Le clavier aussi avait des petits problèmes.

Il n'était pas tout à fait aligné.

Donc il a fallu le démonter complètement.

Ce qui est intéressant, c'est qu'il y a une petite manette ici, qui permet de bloquer le soufflet.

Quand le soufflet est bloqué, il n'y a pas d'expression.

Mais quand on fait ça, je ne sais plus dans quel sens...

Voilà. Normalement, vous avez l'expression.

C'est-à-dire que le soufflet, vous pouvez, en pédalant...

Soit ça devient un réservoir, soit ça l'alimente directement.

Benjamin Alard : L'orgue expressif de Müller permet une grande expressivité et nuance dans ses sons.

C'est un instrument très touchant, et ce qui m'a frappé, c'est que le musicien lui-même est obligé de façonner le vent, le souffle et l'air qu'il donne à l'instrument pour l'alimenter en vent.

Il y a deux façons de jouer cet orgue qui a un registre unique pour tout le clavier.

Il y a la façon de le jouer en utilisant les deux pédales qui alimentent un réservoir et qui peuvent alimenter et donner du vent aux sons qui peuvent être continus.

On peut parfois faire des effets expressifs si on utilise la surpression en créant des sforzandos, par exemple, des sortes d'élans de crescendo ou decrescendos.
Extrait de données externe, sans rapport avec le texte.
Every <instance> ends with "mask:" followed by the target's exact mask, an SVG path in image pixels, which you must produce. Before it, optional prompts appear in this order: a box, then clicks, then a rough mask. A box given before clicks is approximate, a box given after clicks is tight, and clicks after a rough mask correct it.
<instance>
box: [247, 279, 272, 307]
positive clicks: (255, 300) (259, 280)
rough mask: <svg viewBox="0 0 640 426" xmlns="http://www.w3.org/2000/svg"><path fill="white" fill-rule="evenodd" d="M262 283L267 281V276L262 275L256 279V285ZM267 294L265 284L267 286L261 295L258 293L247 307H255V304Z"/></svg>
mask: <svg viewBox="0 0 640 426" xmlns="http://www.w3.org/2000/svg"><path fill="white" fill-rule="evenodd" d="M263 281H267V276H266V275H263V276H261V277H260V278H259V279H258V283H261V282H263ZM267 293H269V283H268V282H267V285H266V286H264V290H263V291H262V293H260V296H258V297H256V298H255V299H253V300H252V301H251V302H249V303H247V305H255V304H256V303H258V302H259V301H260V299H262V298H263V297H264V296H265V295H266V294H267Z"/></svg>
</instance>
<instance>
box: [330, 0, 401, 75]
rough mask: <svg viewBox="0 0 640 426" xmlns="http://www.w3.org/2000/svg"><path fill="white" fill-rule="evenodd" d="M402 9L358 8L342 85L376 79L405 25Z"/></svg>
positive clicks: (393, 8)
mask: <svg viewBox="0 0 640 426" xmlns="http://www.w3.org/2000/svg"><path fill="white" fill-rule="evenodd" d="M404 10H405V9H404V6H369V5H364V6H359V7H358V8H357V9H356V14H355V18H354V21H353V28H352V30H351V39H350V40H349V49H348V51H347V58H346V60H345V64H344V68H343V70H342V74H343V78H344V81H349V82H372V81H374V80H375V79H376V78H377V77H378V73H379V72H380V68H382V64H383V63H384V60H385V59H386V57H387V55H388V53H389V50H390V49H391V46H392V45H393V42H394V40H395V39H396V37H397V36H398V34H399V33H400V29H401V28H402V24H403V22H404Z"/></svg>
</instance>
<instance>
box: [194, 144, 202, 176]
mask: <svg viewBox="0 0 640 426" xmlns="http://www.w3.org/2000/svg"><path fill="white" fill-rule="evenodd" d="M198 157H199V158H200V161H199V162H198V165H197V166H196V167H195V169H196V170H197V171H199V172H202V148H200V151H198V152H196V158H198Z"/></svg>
Il y a une autre position qui neutralise le réservoir et qui permet au musicien qui actionne ses pédales d'alimenter lui-même directement sans avoir de réserve d'air.

Ça, c'est encore plus proche de l'humain que les deux autres instruments.

J'ai l'impression que l'emprunt est créé aussi par une saturation, non ?

C'est possible.

Si on joue trop fort, ça ne va pas.

Puis il faut forcer.

Je crois que ce n'est pas la peine de...

Oui, de donner...

Il y a le très piano.

C'est comme un peu le...

Ça n'a rien à voir, mais...

C'est comme si au clavicorde, on joue trop, ça ne va pas.

Ça, ça me semble être le forte...

D'ailleurs, le forte, quand il n'y a pas l'expression, il n'est pas si fort.

C'est normal.

En fait, il ne faut pas forcer.

Parce que même...

la justesse n'est pas bonne.

Qu'est-ce qu'il y a comme autres chansons, un peu de cette époque, qui sont connues, qu'il y a dans les livres ? 1830.

Jean-Claude Battault : Un hymne révolutionnaire, parce qu'on n'est pas loin de 1830.

Benjamin Alard : Ah oui, c'est vrai.

Jean-Claude Battault : Comme on est au tout début de l'orgue expressif, on devait probablement arranger des pièces d'orgue, mais c'était de la musique de salon.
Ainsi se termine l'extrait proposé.